The destination of choice for anglers targeting coho continues to be Lake Ontario. The first stocking occurred in 1969, and, since then, the number of coho stocked has fluctuated. Throughout the 1970s and early 1980s more coho (an average of 200,000 per year) than chinook were stocked by the MNR.

That has been reversed, with significantly higher numbers of chinook (500,000 on average per year) being stocked since the 1980s. Chinook fingerlings can be released at 4 to 6 months of age and are less expensive to raise to stocking age.

“In the late 1980s and early 1990s, nearshore staging and upstream migration of adult coho seemed to become progressively later,” said Marion Daniels, now retired as a management biologist with the Lake Ontario Assessment Unit. “Ongoing difficulties in meeting egg targets from the Credit River meant that alternate sources had to be found, which increased production costs significantly.” Late-fall returns also presented safety hazards for fishermen on the open waters of Lake Ontario.

“Coho stocking was discontinued from 1992 to 1996 and again from 2006 to 2007,” said Daniels. However, the Metro East Anglers (MEA) and the Credit River Anglers Association are making an outstanding effort to continue stocking coho.

In late 2006, the Ontario Federation of Anglers and Hunters took over management of the MNR’s Ringwood Hatchery near Stouffville through a five-year contract, and MEA took on the role of host club. The two groups partnered to raise salmon and trout for stocking in Lake Ontario, including the restart of coho collection in 2007. In late 2011, the MEA signed a new contract with the MNR to manage Ringwood on their own. “Currently, over forty members volunteer countless hours to assist in a variety of fish preservation projects,” said Bruce Burt of the MEA.

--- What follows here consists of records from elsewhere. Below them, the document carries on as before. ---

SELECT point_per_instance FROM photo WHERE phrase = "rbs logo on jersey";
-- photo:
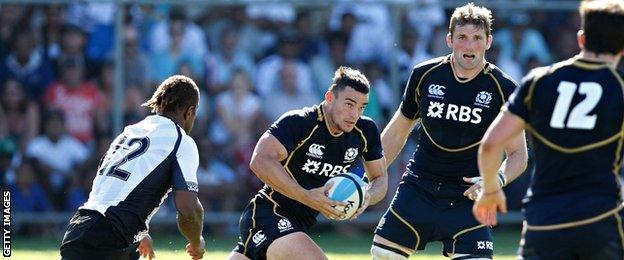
(454, 112)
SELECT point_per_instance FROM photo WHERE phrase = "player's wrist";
(502, 179)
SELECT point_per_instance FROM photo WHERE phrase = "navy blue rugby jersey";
(315, 155)
(574, 110)
(454, 113)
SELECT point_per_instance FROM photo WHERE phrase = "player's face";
(469, 44)
(345, 108)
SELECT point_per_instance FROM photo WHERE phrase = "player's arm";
(190, 215)
(378, 179)
(395, 135)
(504, 132)
(265, 163)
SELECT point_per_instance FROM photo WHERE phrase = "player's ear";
(190, 111)
(580, 39)
(449, 40)
(329, 96)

Over 200,000 coho fingerlings have been stocked out of Ringwood since 2008. Coho mature and return to spawn in two years.

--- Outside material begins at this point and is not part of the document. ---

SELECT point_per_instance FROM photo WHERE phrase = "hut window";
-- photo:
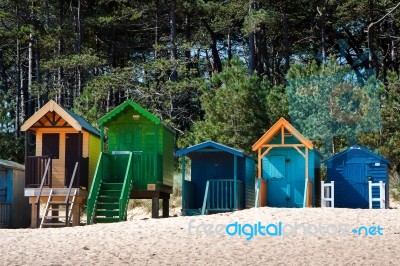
(51, 145)
(276, 167)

In the past, most fish were stocked in the Credit River, since this was traditionally the host river for fall egg collection. Eggs collected from a wild source as opposed to hatchery eggs must have MNR permits, and the number of eggs allowed on permits in recent years has averaged over 100,000. There have been problems with egg collection and capturing returning adult coho. However, 2012 was a good year. “In only two trips to the Credit, the MEA volunteers were able to secure their permitted number of 130,500,” said Burt.

At maturity, these silvers will mix with the 250,000 or so that are stocked from New York State annually.

In the spring, the Lake Ontario hot spot is the southwest shore from Port Dalhousie to Grimsby. Prime time is late May to early June, starting close to shore in less than 20 feet of water. Bodybaits are the lure of choice.

Shane Thombs, who operates FINtastic Sportfishing finds most spring coho measure about 24 inches and weigh 4 to 5 pounds. In August, these same fish weigh about 8 pounds.

“When the nearshore fishery slows down, move out to water depths of 180 feet and fish the entire water column,” says Thombs. “Mid-size spoons, such as the NK 28 in hot colours, are my favourite. Run them with a short lead 10 feet off the downrigger ball.”

On the north shore of Lake Ontario, Kevin Phillips operates Chasin’ Tail Charters out of Cobourg. Although many anglers focus on the “blue zone” 15 to 20 kilometres off shore, Phillips has caught good numbers of coho in August within a kilometre or two of shore.

“If you catch one coho, work the area hard since they’re always found in schools,” suggests Phillips. When targeting coho in shallow water mixed with staging chinooks, Phillips prefers flasher-fly combos and bright-green colours. Run Atomic flies on short leads for more action. Set these rigs as the highest in the spread on downriggers and Dipsy Divers. These combos have been deadly for Phillips on skinny-water coho the entire month of August, and the catch rate I’ve had is the closest I’ve come to finding a cure for my salmon addiction.